LA
MECEDORA AZUL.
Con insistencia pedante, la mecedora azul se adelanta y
retrocede a cada impulso brutal de Don Braulio.
Don Braulio...??? Sencillamente: Don Braulio es un
viejito chistoso, que viste siempre de negro, de ojillos vivaces y
verdes, ese verde azuloso que da fondo apacible al paisaje, irregular y
confuso, de un rostro de anciano.
Don Braulio es alegre. Le agrada la charla. Recibe, con
aire cordial y lleno de ocurrencias, el beso en los labios de cualquier
copa. Piropero. Inquieto. Nervioso.
De noche (es un mundo de hombre!), Don Braulio se
acomoda entre cojines parapetados en su mecedora azul y mientras fuma
cigarro tras cigarro, sediento de humo, se da a la tarea de perseguir
recuerdos. A veces salen huyendo. Pero un poco más adelante, en el mismo
camino, Don Braulio los apresa, los tortura y al final, los doma, los
adiestra, los moldea. En este arte de amansar pedazos de pensamiento es
un obrero maravilloso: un maestro.
Cuando alguien le pregunta que cómo logra fustigar el
olvido y expresar tan fuerte, responde orgulloso :
—Es fácil. Lo único que hay que hacer es coger los
pasajes y dejarlos un rato salcochando en la mente. Luego se mastican,
cuidadosamente, las ideas, y verá Ud. que la digestión espiritual, a
base de ser ajustada, facilita el recuerdo y alimenta la expresión. No
es...?
Don Braulio es tan necesario para el feliz
funcionamiento del ambiente vecindario que, noche por noche, se agrupan
varías mecedoras, con sus jinetes, a lo que ya constituye una tertulia
de lonjevos, empeñada en abrazar vigilias y remembranzas.

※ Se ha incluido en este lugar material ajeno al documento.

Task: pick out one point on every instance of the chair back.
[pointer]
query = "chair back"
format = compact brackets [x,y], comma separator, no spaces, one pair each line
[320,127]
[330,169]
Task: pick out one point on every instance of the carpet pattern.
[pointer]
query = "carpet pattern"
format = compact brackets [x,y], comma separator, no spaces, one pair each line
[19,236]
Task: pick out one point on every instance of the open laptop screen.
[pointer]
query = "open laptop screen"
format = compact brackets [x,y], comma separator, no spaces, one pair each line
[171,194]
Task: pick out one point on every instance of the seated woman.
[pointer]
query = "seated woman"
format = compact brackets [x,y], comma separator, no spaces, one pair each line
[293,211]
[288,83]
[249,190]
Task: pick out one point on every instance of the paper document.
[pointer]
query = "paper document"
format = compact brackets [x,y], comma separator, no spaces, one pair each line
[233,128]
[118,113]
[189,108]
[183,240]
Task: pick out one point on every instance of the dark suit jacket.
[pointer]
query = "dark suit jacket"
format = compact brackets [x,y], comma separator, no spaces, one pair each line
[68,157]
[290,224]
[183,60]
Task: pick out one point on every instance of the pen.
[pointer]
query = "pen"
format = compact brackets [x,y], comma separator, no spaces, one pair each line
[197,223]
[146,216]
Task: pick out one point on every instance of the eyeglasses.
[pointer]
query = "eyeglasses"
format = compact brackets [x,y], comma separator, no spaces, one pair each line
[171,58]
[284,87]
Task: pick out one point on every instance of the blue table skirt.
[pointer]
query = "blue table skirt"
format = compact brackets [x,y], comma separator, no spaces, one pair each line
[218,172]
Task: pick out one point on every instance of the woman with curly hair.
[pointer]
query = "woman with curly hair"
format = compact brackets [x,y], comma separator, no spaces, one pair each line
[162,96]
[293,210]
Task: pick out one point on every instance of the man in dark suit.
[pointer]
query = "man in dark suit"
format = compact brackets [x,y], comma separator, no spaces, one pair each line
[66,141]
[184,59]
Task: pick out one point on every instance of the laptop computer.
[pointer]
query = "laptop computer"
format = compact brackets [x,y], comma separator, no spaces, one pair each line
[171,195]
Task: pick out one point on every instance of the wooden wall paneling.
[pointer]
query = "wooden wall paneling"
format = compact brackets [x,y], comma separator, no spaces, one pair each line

Pero lo más raro, lo más prominente, es el contraste que
ofrece con el cuadro, la mecedora azul de Don Braulio. Es la misma
mecedora de hace quince años. Jamás usa otra montura. Cabalga sin
descanso sobre ella. Centauro formidable!
Las horas se desplazan unas a otras, y a la luz de una
luna maniática, el grupo se aferra, tercamente, al trabajo de abrir
baúles de ensueños remotos; depósitos de historia; armarios llenos de
esperanzas vertiginosas y maletines repletos de inexperiencias perdidas
al través de la distancia.
Una noche la luna olvidó maquillarse. Su palidez salió
al encuentro de todos los pájaros dormidos al calor de la sombra del
bosque; se confundió con la faz de los lirios q. aún. dormidos, se
empinan a mirar por sobre la cabellera verde del follaje, y, ansiosa de
chismes olvidados, se puso a escuchar, con intensión maligna, al
reducido grupo de lonjevos.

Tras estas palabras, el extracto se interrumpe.